I am currently sitting in my office writing this. I have folded laundry all over. There's piles of random things everywhere due to me likely having ADHD. While I am working on each pile slowly, I have to constantly remind myself that progress is the goal. Perfectionism is not.
I had two parents who constantly strived for perfectionism. As a kid that was still learning— expectations were too high and I was never going to meet them. Now that I know I likely have ADHD and a bit of dyslexia— I now know that that goal was nearly unobtainable without methods to manage them like I do now.

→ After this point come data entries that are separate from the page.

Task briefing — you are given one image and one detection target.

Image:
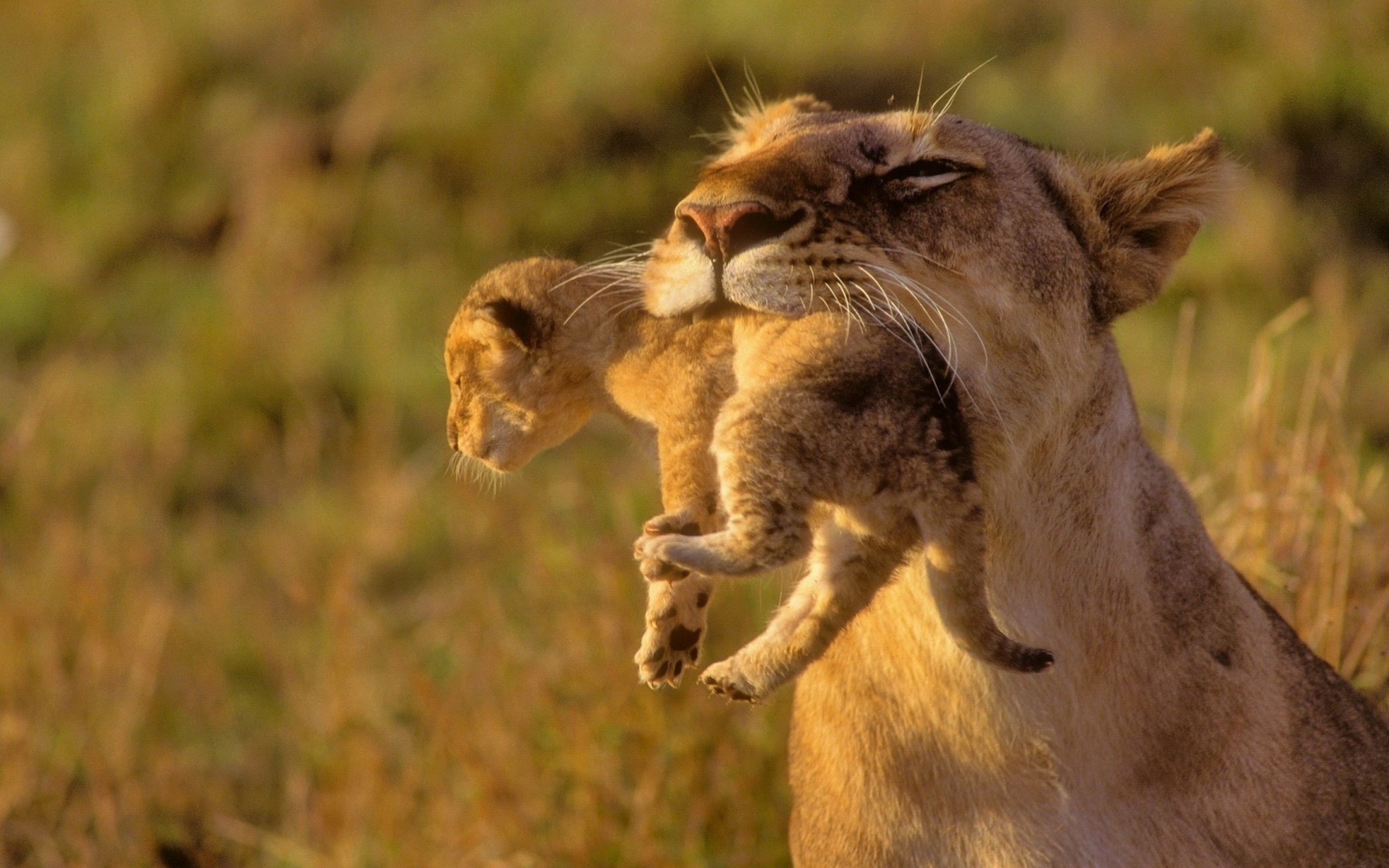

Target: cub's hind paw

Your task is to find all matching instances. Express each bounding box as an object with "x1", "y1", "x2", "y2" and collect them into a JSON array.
[
  {"x1": 699, "y1": 655, "x2": 766, "y2": 703},
  {"x1": 635, "y1": 575, "x2": 712, "y2": 689}
]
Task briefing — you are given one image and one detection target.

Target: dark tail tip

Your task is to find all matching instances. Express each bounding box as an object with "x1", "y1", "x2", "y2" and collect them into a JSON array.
[{"x1": 1011, "y1": 647, "x2": 1056, "y2": 672}]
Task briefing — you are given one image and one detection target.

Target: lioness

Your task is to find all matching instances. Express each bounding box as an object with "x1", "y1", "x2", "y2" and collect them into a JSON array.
[{"x1": 647, "y1": 97, "x2": 1389, "y2": 868}]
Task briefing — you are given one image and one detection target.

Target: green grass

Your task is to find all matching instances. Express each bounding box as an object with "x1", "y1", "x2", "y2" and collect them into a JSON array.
[{"x1": 0, "y1": 0, "x2": 1389, "y2": 868}]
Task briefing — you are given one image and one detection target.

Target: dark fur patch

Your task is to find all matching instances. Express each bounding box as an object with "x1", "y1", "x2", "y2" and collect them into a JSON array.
[
  {"x1": 671, "y1": 625, "x2": 704, "y2": 652},
  {"x1": 482, "y1": 298, "x2": 540, "y2": 350}
]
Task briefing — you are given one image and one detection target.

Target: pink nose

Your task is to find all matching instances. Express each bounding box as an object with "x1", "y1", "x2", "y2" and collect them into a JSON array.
[{"x1": 675, "y1": 201, "x2": 799, "y2": 263}]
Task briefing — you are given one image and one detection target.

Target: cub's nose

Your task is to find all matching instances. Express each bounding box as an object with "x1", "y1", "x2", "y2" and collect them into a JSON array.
[{"x1": 675, "y1": 201, "x2": 800, "y2": 263}]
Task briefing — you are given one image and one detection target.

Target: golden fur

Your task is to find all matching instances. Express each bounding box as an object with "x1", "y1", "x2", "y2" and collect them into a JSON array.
[
  {"x1": 647, "y1": 99, "x2": 1389, "y2": 868},
  {"x1": 444, "y1": 258, "x2": 1052, "y2": 691},
  {"x1": 444, "y1": 258, "x2": 734, "y2": 686},
  {"x1": 638, "y1": 305, "x2": 1052, "y2": 700}
]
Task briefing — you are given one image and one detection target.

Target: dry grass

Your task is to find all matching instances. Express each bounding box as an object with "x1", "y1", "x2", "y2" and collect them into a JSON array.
[{"x1": 0, "y1": 0, "x2": 1389, "y2": 868}]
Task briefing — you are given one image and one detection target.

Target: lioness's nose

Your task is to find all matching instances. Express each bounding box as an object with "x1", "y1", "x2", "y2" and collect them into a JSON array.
[{"x1": 675, "y1": 201, "x2": 799, "y2": 263}]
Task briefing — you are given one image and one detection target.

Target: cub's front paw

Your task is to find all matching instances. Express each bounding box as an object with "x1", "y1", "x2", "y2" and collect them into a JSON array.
[
  {"x1": 632, "y1": 533, "x2": 690, "y2": 582},
  {"x1": 699, "y1": 654, "x2": 767, "y2": 703},
  {"x1": 642, "y1": 510, "x2": 700, "y2": 536},
  {"x1": 636, "y1": 575, "x2": 714, "y2": 689},
  {"x1": 632, "y1": 510, "x2": 700, "y2": 582}
]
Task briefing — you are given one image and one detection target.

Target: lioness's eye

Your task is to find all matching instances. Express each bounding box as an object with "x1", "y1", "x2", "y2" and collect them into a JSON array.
[{"x1": 881, "y1": 158, "x2": 970, "y2": 189}]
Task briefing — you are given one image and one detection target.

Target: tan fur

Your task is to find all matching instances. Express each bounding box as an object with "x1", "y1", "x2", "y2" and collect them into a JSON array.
[
  {"x1": 444, "y1": 258, "x2": 734, "y2": 686},
  {"x1": 444, "y1": 258, "x2": 1052, "y2": 691},
  {"x1": 638, "y1": 308, "x2": 1052, "y2": 700},
  {"x1": 647, "y1": 98, "x2": 1389, "y2": 868}
]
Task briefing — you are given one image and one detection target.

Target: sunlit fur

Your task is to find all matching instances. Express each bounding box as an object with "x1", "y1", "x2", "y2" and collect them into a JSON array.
[
  {"x1": 646, "y1": 97, "x2": 1389, "y2": 868},
  {"x1": 444, "y1": 256, "x2": 1050, "y2": 700},
  {"x1": 444, "y1": 250, "x2": 734, "y2": 687}
]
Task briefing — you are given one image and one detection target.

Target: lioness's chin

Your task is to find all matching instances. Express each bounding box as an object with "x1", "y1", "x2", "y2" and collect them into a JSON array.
[
  {"x1": 646, "y1": 248, "x2": 718, "y2": 317},
  {"x1": 724, "y1": 271, "x2": 810, "y2": 317}
]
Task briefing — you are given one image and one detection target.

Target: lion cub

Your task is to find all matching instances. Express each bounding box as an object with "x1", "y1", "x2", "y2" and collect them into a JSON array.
[
  {"x1": 444, "y1": 258, "x2": 734, "y2": 687},
  {"x1": 444, "y1": 258, "x2": 1052, "y2": 700},
  {"x1": 636, "y1": 304, "x2": 1053, "y2": 700}
]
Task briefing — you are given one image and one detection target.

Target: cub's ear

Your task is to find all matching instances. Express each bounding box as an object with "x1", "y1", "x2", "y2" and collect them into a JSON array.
[
  {"x1": 725, "y1": 93, "x2": 831, "y2": 156},
  {"x1": 1082, "y1": 129, "x2": 1232, "y2": 323},
  {"x1": 478, "y1": 298, "x2": 541, "y2": 350}
]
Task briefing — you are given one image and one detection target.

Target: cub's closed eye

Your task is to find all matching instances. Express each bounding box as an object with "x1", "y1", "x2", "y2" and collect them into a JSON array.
[{"x1": 881, "y1": 158, "x2": 972, "y2": 189}]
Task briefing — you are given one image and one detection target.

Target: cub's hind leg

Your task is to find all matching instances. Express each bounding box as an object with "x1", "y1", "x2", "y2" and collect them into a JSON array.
[
  {"x1": 913, "y1": 482, "x2": 1053, "y2": 672},
  {"x1": 636, "y1": 408, "x2": 811, "y2": 579},
  {"x1": 700, "y1": 521, "x2": 915, "y2": 701}
]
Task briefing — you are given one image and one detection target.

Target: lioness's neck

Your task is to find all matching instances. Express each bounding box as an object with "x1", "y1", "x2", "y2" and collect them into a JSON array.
[{"x1": 792, "y1": 334, "x2": 1267, "y2": 864}]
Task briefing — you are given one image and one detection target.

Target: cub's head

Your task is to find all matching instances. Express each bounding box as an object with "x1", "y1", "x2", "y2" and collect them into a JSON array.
[
  {"x1": 646, "y1": 97, "x2": 1226, "y2": 413},
  {"x1": 443, "y1": 258, "x2": 614, "y2": 472}
]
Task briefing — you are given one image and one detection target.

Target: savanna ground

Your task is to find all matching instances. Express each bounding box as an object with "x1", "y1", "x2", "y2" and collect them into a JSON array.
[{"x1": 0, "y1": 0, "x2": 1389, "y2": 868}]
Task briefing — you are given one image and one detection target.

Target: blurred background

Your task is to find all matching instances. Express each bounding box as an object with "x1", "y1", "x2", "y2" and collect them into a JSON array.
[{"x1": 0, "y1": 0, "x2": 1389, "y2": 868}]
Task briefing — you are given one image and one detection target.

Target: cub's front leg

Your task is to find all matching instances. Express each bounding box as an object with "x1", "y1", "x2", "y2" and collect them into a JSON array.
[
  {"x1": 633, "y1": 508, "x2": 714, "y2": 690},
  {"x1": 635, "y1": 572, "x2": 714, "y2": 690},
  {"x1": 700, "y1": 521, "x2": 910, "y2": 701}
]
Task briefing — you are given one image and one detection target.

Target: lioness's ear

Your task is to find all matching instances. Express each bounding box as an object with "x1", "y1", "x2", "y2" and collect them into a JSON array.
[
  {"x1": 1084, "y1": 129, "x2": 1231, "y2": 323},
  {"x1": 478, "y1": 298, "x2": 540, "y2": 350}
]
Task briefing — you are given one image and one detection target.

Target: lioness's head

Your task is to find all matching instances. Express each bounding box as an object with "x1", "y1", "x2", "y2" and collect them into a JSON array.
[
  {"x1": 443, "y1": 258, "x2": 611, "y2": 472},
  {"x1": 646, "y1": 97, "x2": 1225, "y2": 433}
]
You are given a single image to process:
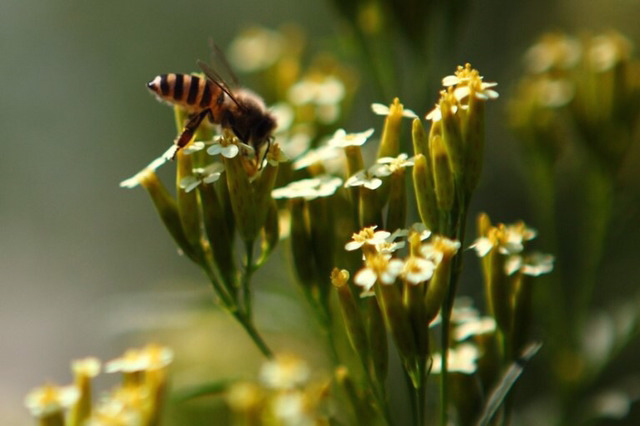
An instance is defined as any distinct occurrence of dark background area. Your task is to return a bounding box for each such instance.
[0,0,640,425]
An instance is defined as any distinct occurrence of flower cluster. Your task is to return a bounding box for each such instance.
[25,345,173,426]
[510,32,640,172]
[225,355,329,426]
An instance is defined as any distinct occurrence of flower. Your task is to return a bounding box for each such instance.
[344,170,382,190]
[369,152,413,177]
[289,75,345,105]
[524,34,582,74]
[344,225,391,251]
[353,254,404,296]
[182,141,207,155]
[179,163,224,192]
[24,384,80,418]
[328,129,374,148]
[288,74,346,124]
[469,222,537,257]
[442,64,499,101]
[420,235,460,265]
[271,175,342,201]
[293,146,340,170]
[207,136,240,158]
[104,345,173,373]
[504,252,554,277]
[229,27,285,72]
[371,103,418,118]
[453,317,497,342]
[424,95,458,123]
[71,357,101,377]
[431,343,480,374]
[260,354,311,390]
[402,256,436,285]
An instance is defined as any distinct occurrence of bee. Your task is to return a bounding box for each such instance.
[147,58,276,162]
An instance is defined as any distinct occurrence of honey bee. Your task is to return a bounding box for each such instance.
[147,55,276,161]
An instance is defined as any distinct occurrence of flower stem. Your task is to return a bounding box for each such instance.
[232,310,273,358]
[241,240,255,320]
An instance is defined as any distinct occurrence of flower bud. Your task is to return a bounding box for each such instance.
[223,151,260,242]
[367,297,389,384]
[197,185,236,283]
[411,118,429,157]
[378,98,404,158]
[429,135,455,211]
[386,168,407,230]
[440,89,466,177]
[413,154,439,231]
[176,151,202,255]
[331,268,369,365]
[261,199,280,258]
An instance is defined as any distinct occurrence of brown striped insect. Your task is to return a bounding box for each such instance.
[147,57,276,159]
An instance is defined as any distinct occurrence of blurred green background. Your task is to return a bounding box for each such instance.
[0,0,640,425]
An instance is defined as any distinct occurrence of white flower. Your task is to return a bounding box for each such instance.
[272,392,317,426]
[293,146,340,170]
[182,141,207,155]
[289,75,345,105]
[344,225,391,251]
[104,345,173,373]
[229,28,284,72]
[369,152,413,177]
[402,256,436,285]
[375,237,406,254]
[207,137,240,158]
[524,34,582,74]
[371,103,418,118]
[353,254,404,296]
[178,163,224,192]
[344,170,382,190]
[504,252,554,277]
[431,343,480,374]
[453,82,500,101]
[424,104,458,123]
[469,222,537,257]
[436,64,499,102]
[71,357,102,377]
[271,175,342,201]
[328,129,373,148]
[469,237,493,257]
[269,102,295,133]
[420,235,460,265]
[453,317,497,342]
[24,385,80,419]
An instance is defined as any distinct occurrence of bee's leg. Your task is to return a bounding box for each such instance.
[173,109,213,158]
[256,138,272,169]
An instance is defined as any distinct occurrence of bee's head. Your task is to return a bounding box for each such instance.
[229,94,277,151]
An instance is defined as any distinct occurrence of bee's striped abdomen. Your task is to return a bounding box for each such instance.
[147,73,224,112]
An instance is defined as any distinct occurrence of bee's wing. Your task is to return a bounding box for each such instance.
[209,37,240,89]
[196,59,241,110]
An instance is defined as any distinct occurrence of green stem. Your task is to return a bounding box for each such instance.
[574,162,613,330]
[231,310,273,358]
[200,262,237,312]
[440,193,471,426]
[408,368,425,426]
[241,240,255,320]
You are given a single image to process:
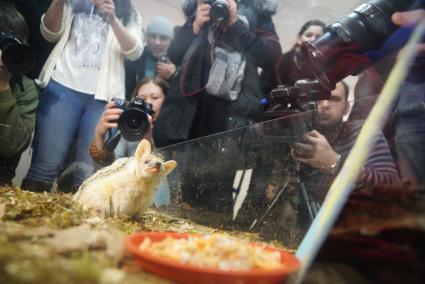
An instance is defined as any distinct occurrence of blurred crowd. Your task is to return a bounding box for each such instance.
[0,0,425,207]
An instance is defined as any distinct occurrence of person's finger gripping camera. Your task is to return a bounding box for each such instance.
[0,31,36,75]
[112,97,155,141]
[204,0,230,23]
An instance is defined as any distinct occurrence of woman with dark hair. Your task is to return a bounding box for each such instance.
[22,0,143,191]
[0,1,38,185]
[89,77,170,206]
[274,20,326,87]
[89,77,168,164]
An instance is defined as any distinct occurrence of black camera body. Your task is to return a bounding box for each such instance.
[112,97,155,141]
[204,0,230,23]
[301,0,415,90]
[0,31,36,75]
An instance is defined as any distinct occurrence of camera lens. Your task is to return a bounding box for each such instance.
[118,109,149,141]
[301,0,415,90]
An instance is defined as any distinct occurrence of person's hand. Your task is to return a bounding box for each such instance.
[95,102,123,140]
[192,0,211,34]
[264,184,277,203]
[391,9,425,61]
[91,0,117,24]
[156,62,176,80]
[52,0,68,5]
[0,49,12,92]
[221,0,238,31]
[143,114,153,142]
[293,130,338,171]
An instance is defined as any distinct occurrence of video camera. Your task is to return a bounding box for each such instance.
[0,31,36,75]
[112,97,155,141]
[301,0,415,91]
[204,0,230,23]
[262,0,415,118]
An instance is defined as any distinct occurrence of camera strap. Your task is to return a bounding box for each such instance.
[105,129,121,152]
[180,36,205,96]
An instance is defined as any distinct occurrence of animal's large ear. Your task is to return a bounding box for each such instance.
[134,139,151,160]
[161,160,177,177]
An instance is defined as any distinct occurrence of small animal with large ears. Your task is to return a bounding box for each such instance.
[73,139,177,217]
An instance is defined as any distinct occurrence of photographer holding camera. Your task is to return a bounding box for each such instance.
[155,0,281,144]
[22,0,143,191]
[89,77,168,165]
[0,1,38,185]
[293,81,398,197]
[125,16,177,98]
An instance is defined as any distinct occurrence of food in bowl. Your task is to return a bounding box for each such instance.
[139,234,283,271]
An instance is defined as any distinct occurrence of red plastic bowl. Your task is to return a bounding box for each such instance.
[124,232,300,284]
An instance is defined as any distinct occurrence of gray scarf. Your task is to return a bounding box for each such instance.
[205,16,248,101]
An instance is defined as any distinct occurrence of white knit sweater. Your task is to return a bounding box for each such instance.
[36,4,143,101]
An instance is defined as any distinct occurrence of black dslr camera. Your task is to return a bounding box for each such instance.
[0,31,36,75]
[204,0,230,23]
[112,97,155,141]
[301,0,419,91]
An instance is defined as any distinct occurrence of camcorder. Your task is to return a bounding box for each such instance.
[262,0,419,157]
[158,52,168,63]
[204,0,230,23]
[0,31,36,75]
[112,97,155,141]
[301,0,419,91]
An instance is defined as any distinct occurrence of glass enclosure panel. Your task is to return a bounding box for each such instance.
[158,97,375,249]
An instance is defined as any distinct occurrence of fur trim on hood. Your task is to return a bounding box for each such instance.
[182,0,279,17]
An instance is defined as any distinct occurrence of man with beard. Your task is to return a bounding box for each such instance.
[293,82,398,200]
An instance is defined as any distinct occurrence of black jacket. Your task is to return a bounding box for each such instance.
[154,0,281,147]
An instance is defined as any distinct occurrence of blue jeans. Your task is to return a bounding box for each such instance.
[26,80,106,186]
[394,82,425,190]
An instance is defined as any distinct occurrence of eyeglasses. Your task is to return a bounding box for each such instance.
[147,34,170,41]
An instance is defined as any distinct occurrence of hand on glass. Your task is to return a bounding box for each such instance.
[292,130,338,171]
[91,0,117,24]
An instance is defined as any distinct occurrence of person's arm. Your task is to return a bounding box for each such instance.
[40,0,66,42]
[0,78,39,157]
[167,19,198,66]
[93,0,143,60]
[168,0,211,66]
[220,19,282,69]
[357,131,399,187]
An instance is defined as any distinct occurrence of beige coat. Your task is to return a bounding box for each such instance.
[36,4,143,101]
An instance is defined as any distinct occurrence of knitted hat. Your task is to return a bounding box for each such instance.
[146,16,174,39]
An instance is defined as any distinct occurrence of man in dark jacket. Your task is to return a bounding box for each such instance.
[0,2,38,185]
[154,0,281,212]
[155,0,281,146]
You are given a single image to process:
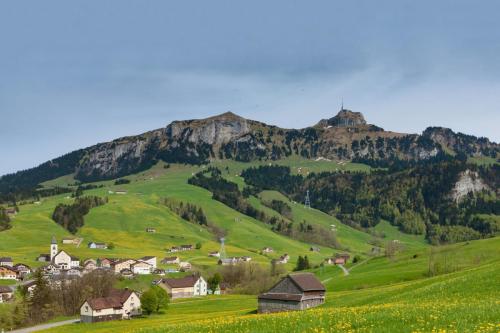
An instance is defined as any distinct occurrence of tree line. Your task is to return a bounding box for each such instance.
[242,160,500,243]
[52,196,108,234]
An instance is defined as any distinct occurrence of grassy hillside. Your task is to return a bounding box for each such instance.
[0,160,376,269]
[41,238,500,333]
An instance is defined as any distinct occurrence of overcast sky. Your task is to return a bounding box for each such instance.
[0,0,500,175]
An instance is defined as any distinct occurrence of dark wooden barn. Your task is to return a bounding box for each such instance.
[259,273,325,313]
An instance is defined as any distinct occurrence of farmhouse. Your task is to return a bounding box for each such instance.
[161,257,181,265]
[262,246,274,253]
[36,254,50,262]
[87,242,108,249]
[258,273,325,313]
[97,258,116,268]
[272,253,290,264]
[208,251,220,258]
[159,275,207,299]
[37,237,80,269]
[80,289,141,323]
[180,245,193,251]
[24,281,36,297]
[169,246,181,253]
[179,261,192,272]
[0,266,17,280]
[130,261,153,275]
[111,259,135,273]
[139,256,156,270]
[52,250,80,269]
[83,259,97,273]
[62,237,80,245]
[0,286,14,303]
[0,257,14,267]
[5,207,17,216]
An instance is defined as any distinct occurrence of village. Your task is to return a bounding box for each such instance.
[0,237,349,323]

Each time my parents come over— they point out the flaws to my house. They expect everything to be perfect. As I have gotten older, I just care more and more less. Dishes don't have to be washed immediately. My clothes don't need to go away immediately. As long as they get done at some point, then there is no reason to stress over them needlessly. It just doesn't matter that much. Quite frankly— they're really not high on my priority list. Anytime they have pointed anything out— I have facetiously said if it bothers you so much, then you can do it and they usually just leave it.
One of the things about finishing a project that I have learned. You can either have it perfect or done. You can only pick one (unless you're George Lucas). I choose done. Even though I could go back over my past projects repeatedly— I have chosen to move forward. Because progress is the goal. Not perfection.